Thanks to a lack of support for those suspected of steroid use in their Hall of Fame pursuits, a set number of players have used their squeaky clean record in a push for Cooperstown. We can now add Kenny Lofton to that list based on his comments upon being elected to the Cleveland Indians Hall of Fame:
In light of Mark McGwire’s admission to using steroids and human-growth hormone while setting home run records, and with other high-profile players being suspended for banned substances, Lofton’s statistics may be viewed differently by Hall of Fame voters once he becomes eligible for induction.
Lofton hopes so…
“I was not a cheater, so hopefully they’ll take a look at that and see what I did under that period and hopefully they take that into account.”

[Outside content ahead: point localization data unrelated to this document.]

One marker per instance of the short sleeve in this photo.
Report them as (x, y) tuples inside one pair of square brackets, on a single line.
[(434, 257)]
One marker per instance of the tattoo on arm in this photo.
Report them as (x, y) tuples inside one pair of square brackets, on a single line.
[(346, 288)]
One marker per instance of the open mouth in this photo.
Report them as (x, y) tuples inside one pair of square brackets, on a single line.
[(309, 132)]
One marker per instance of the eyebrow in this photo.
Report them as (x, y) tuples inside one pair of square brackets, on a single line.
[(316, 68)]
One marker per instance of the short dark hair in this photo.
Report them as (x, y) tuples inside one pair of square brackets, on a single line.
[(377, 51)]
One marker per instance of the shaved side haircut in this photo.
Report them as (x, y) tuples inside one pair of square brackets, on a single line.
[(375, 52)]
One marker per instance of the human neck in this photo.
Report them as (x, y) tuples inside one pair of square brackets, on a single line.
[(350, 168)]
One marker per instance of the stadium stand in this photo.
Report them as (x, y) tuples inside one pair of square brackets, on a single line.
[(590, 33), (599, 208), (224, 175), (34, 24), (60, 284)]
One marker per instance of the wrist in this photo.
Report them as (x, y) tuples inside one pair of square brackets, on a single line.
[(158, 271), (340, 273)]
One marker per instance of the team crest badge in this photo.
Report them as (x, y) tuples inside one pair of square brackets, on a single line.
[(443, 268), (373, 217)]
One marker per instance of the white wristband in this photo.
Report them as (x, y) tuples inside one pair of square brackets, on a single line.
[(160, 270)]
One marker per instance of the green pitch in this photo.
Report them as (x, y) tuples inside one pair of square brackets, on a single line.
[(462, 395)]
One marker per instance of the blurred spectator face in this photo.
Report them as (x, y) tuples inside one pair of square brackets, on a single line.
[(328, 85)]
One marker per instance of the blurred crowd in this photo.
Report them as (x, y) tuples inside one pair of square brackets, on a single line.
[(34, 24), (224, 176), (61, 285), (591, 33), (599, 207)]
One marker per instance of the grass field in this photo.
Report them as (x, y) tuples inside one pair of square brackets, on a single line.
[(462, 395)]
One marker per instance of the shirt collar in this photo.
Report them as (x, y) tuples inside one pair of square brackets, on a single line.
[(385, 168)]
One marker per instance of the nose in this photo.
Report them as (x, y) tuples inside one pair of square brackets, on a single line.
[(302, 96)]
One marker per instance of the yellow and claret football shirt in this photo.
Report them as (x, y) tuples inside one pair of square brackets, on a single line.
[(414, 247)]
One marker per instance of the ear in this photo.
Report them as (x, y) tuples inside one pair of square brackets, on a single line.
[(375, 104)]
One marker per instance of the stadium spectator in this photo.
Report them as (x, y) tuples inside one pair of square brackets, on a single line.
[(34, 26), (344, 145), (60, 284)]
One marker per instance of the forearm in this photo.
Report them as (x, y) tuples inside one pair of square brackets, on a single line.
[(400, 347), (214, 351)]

Lofton’s biggest challenge is most likely going to be the fact that he doesn’t “feel” like a Hall of Famer. What does this “feel” nonsense mean? Here’s Hall of Fame voter Mike Nadel to explain:
How strongly should the “feel test” be used, especially pertaining to Steroid Era candidates? Along with a long, hard look at stats, this always has been part of my process: Does so-and-so “feel” like a Hall of Famer? Maybe guys I eliminated before, such as Baines and Murphy, rate a better look now in relation to the juicers who put up ridiculous numbers.
Two interesting positions are expressed here by Nadel that each line up on different sides of the debate. On one hand, Lofton certainly doesn’t “feel” like a Hall of Famer (at least outside of the Cleveland area), which may be due to a few factors:
1) He played for eleven different teams
2) Had a skill-set extremely similar to, but dramatically overshadowed by, Ricky Henderson
3) Hit singles and stole bases in an era in which homeruns were the main source of offensive prowess
4) Had a skill-set that has been typically pegged for solid “contributing players,” and not the stars that follow later in the lineup
5) Was relatively quiet in the clubhouse and with the media
6) Never won an MVP
7) Never won a World Series
I wish voters would realize that it is reasons like these that contribute to “feel,” and not some intricate, instinctive light bulb above their heads. Lofton doesn’t “feel” like a Hall of Famer because many of the traits listed above are not ones you typically find with Hall of Famers; that’s all.
Anyway, back to Nadel. He does give credence to the reexamination of players with new steroid evidence emerging, but with so many high quality players becoming eligible in the upcoming years, Lofton still may be pushed to the back. Chris Jaffe recently explained the hill Lofton would have to climb:
Then comes 2013-14. when arguably the greatest glut of candidates in history arrive. The first wave in 2013 will feature Roger Clemens, Barry Bonds, Craig Biggio, Mike Piazza, Curt Schilling, Sammy Sosa, Kenny Lofton, David Wells, and Julio Franco. The next year has a class about as strong with Greg Maddux, Tom Glavine, Frank Thomas, Mike Mussina, Jeff Kent, Jim Edmonds, and Luis Gonzalez arriving.
In judging his numbers, Lofton has 65.1 WAR according to Rally’s BaseballProjection.com, which puts him 80th all-time, in between Willie McCovey and Tim Raines, and above Ozzie Smith, Ernie Banks, Roberto Alomar, Mark McGwire, Jackie Robinson, Yogi Berra, and Harmon Killebrew. He’s fifty spots above Andre Dawson.
Unfortunately, we don’t have UZR numbers for Lofton during his prime, but Total Zone (TZ) really likes him. He only won four gold gloves, but was well known as a terrific defensive outfielder with blazing speed. I’ll take the minor gamble that TZ and the public perception were correct and Lofton was good defensively.
Offensively, Lofton had a career line of .299/.372/.423 with a wOBA of .359. Over the course of a long career those are solid numbers, especially for a centerfielder. What also cannot be overlooked is Kenny’s speed on the basepaths. He stole 622 bases at an 80% success rate, obviously excellent numbers. Rally gives Lofton eighty-one Base Running Runs for his career, indicating talented basepath ability apart from steals (i.e. moving from first to third on a single, scoring from first on a double, etc.).
The case for Lofton is pretty strong statistically, but as Jaffe noted earlier, the upcoming Hall eligible class is crazy good. Sure, Lofton doesn’t “feel” like a Hall of Famer, but if he makes Cooperstown one day, he’ll sure as hell look like one.